Conservatives know that we cannot change the basic composition of man’s nature. (You are not going to look like that supermodel on TV after six weeks of using an Ab Master.) We cannot create heaven on earth, and any promised utopia that simplifies reality will quickly devolve into a dystopia. Ideologies like communism, socialism, or modern-day liberalism offer a magic pill to cure society of its ills in much the same fashion that diet pills claim to help you shed 30 pounds in a month without having to exercise or change your eating habits. They prey on our emotions, hooking us with dreams of “hope and change,” but in the end they make us poorer and less healthy, left to chase the next miracle cure in a vicious cycle of disappointment. It’s not that liberals care about people and conservatives don’t. Liberals make false promises that only exacerbate the problems they seek to solve, while conservatives must make the moral case that our ideas are not just expedient and practical but compassionate as well.

The final ironic similarity between the Atkins Diet and Objectivism is that the founders of both heresies suffered profoundly for their misguided beliefs. Rand died miserable and unhappy and alone, having alienated or destroyed those closest to her. Robert Atkins suffered a heart attack in 2002 and died a year later after slipping on icy pavement.

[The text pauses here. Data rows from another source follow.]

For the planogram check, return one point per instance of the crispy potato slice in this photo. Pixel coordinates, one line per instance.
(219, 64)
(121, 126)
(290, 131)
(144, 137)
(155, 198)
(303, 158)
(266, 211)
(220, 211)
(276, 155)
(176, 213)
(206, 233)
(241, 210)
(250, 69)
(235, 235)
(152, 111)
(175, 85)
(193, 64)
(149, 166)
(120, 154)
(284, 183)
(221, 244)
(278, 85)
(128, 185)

If there is any good to be found in either of these deeply flawed philosophies, it is the danger that comes from taking a small slice of the truth and blowing it out of proportion to the exclusion of everything else. While America seems to have gotten over its momentary infatuation with the Atkins Diet—his company eventually went bankrupt after declining sales—the lure of Objectivism remains. In a 1998 online poll of most influential books of the 20th century, Atlas Shrugged ranked #1. Conservatives would do well to reject Objectivism and make the moral case for a conservatism that respects and benefits the individual, the family, and society as a whole. John Rogers says it best in this famous quote:

“There are two novels that can change a bookish fourteen-year old’s life: The Lord of the Rings and Atlas Shrugged. One is a childish fantasy that often engenders a lifelong obsession with its unbelievable heroes, leading to an emotionally stunted, socially crippled adulthood, unable to deal with the real world. The other, of course, involves orcs.”